- Etymology: Kh. Marus=the ruin of Marus, where "Marus" comes from a personal name.
- Marus Location within Mandatory Palestine
- Coordinates: 33°01′43″N 35°31′42″E﻿ / ﻿33.02861°N 35.52833°E
- Palestine grid: 199/270
- Geopolitical entity: Mandatory Palestine
- Subdistrict: Safad
- Date of depopulation: 26 May 1948/ 30 October 1948

Population (1945)
- • Total: 80
- Cause(s) of depopulation: Influence of nearby town's fall
- Secondary cause: Military assault by Yishuv forces

= Marus, Safad =

Marus (ماروس) was a Palestinian village in Upper Galilee, 7 km northeast of Safad. In the Roman and medieval period it had Jewish population, and by the 16th century it became entirely Muslim. After a period of desertion, the Ottoman authorities resettled it with Algerian Arabs in the 19th century. It was depopulated in 1948 during the Operation Hiram by the Israeli attacking brigade Sheva' Brigade.

==History and archaeology==
===Archaeology===
In 1875, Victor Guérin found major ruins here. He described the place as a destroyed Arab village.

In 1881 the PEF's Survey of Western Palestine found here: "Modern and ancient ruins; a spring in a rock-cut cave, ancient foundations of good-sized stones; the foundations of a small rectangular building to the west of the eastern portion of the ruin. Some rock-cut tombs and many caves in hills around."

Starting in 1981 Zvi Ilan excavated in sites next to the 20th century village in different directions. Excavations revealed signs of a long-standing community, and Jewish presence at some periods. An ancient synagogue built in the late 4th or early 5th century, and a related Beth midrash of the 7th century, a cache of coins ranging from the 5th to 9th centuries, a necropolis partly of the 1st century CE, and sherds from Roman to early Ottoman period. There are remains of a defensive wall of large stones, and a hewn moat.

===Written sources===
====Classical era====
Based on the archaeological findings and the name Marus, archaeologist Zvi Ilan suggested Marus is to be identified with the town Meroth. Meroth (Μηρωθ) is mentioned by Josephus as a border town between Jewish Galilee and Tyre in the First Jewish–Roman War, and a place he fortified early in the war. Previous suggestions as to its location included Maroun al-Ras, and Meiron, which show less archaeological parallels. The name possibly derives from מערות (Me'arot, caves).

====Middle Ages====
Marus is probably mentioned in a Samaritan medieval manuscript, again as the border of Tyre, and in a pilgrimage guide of the 14th century.

====Ottoman era====
In 1596, Marus was part of the Ottoman Empire, a village in the nahiya (subdistrict) of Jira under the liwa' ("district") of Safad, with a population of 176. It paid taxes on a number of crops, including wheat, barley, and fruits as well as on goats. All the villagers were Muslim.

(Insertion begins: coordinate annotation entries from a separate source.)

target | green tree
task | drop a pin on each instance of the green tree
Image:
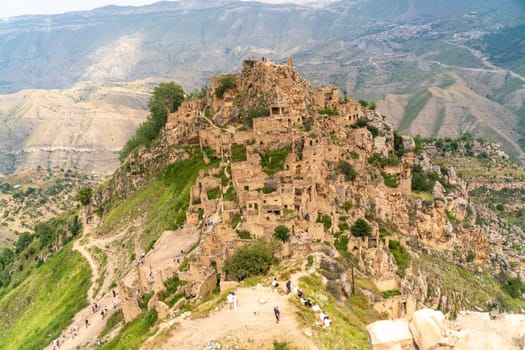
(253, 259)
(84, 195)
(361, 228)
(347, 169)
(282, 233)
(166, 98)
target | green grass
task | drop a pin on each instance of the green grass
(348, 330)
(42, 305)
(113, 320)
(165, 200)
(273, 160)
(134, 333)
(238, 153)
(415, 104)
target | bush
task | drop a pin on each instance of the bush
(361, 123)
(390, 180)
(225, 83)
(282, 233)
(273, 160)
(256, 113)
(347, 169)
(326, 220)
(422, 181)
(253, 259)
(213, 193)
(244, 234)
(401, 256)
(329, 112)
(84, 195)
(166, 97)
(230, 195)
(361, 228)
(238, 153)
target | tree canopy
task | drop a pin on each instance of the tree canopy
(250, 260)
(166, 98)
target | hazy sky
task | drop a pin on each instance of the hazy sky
(10, 8)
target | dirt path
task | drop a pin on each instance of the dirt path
(251, 326)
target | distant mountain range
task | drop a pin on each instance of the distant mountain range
(436, 67)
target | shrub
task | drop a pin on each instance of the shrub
(213, 193)
(244, 234)
(273, 160)
(282, 233)
(401, 256)
(238, 153)
(84, 195)
(329, 112)
(361, 123)
(361, 228)
(422, 181)
(391, 293)
(253, 259)
(347, 169)
(166, 97)
(230, 194)
(341, 243)
(309, 260)
(268, 188)
(308, 123)
(390, 180)
(225, 83)
(256, 113)
(326, 220)
(277, 345)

In the second half of the 19th century Algerian followers of Abdelkader El Djezairi have been defeated by the French in Algeria, and sought refuge in another part of the Ottoman Empire. They were given lands in various locations in Ottoman Syria, including Marus, and the close by Dayshum, Ammuqa, Al-Husayniyya, and Tulayl.

====British Mandate era====
In the British Mandate period the village was classified as a hamlet by the Palestine Index Gazetteer. In the 1922 census of Palestine, Marus had a population of 45; all Muslims, increasing in the 1931 census to 59, still all Muslims, in a total of 12 houses.

Grain cultivation and animal husbandry represented the chief sources of livelihood for the villagers. Figs as well as other fruits were also cultivated mainly to the east, northeast, and north of the site. Columns, tombs carved in rock, presses, and a cave with a carved stone entrance have been found at the site.

In the 1945 statistics the population was 80 Muslims, and the total land area was 3,183 dunums. Of this, 108 dunums were plantations and irrigable land, 903 used for cereals, while 8 dunams were built-up (urban) land.

====Israeli rule====
The village was occupied by the Israeli Defense Force's Sheva' Brigade, during the Operation Hiram at the close of 1948 Arab-Israeli war.

According to the Palestinian historian Walid Khalidi, describing the village land in 1992: "The site contains some olive and fig trees as well as stones from ruined homes. The surrounding land is used for grazing."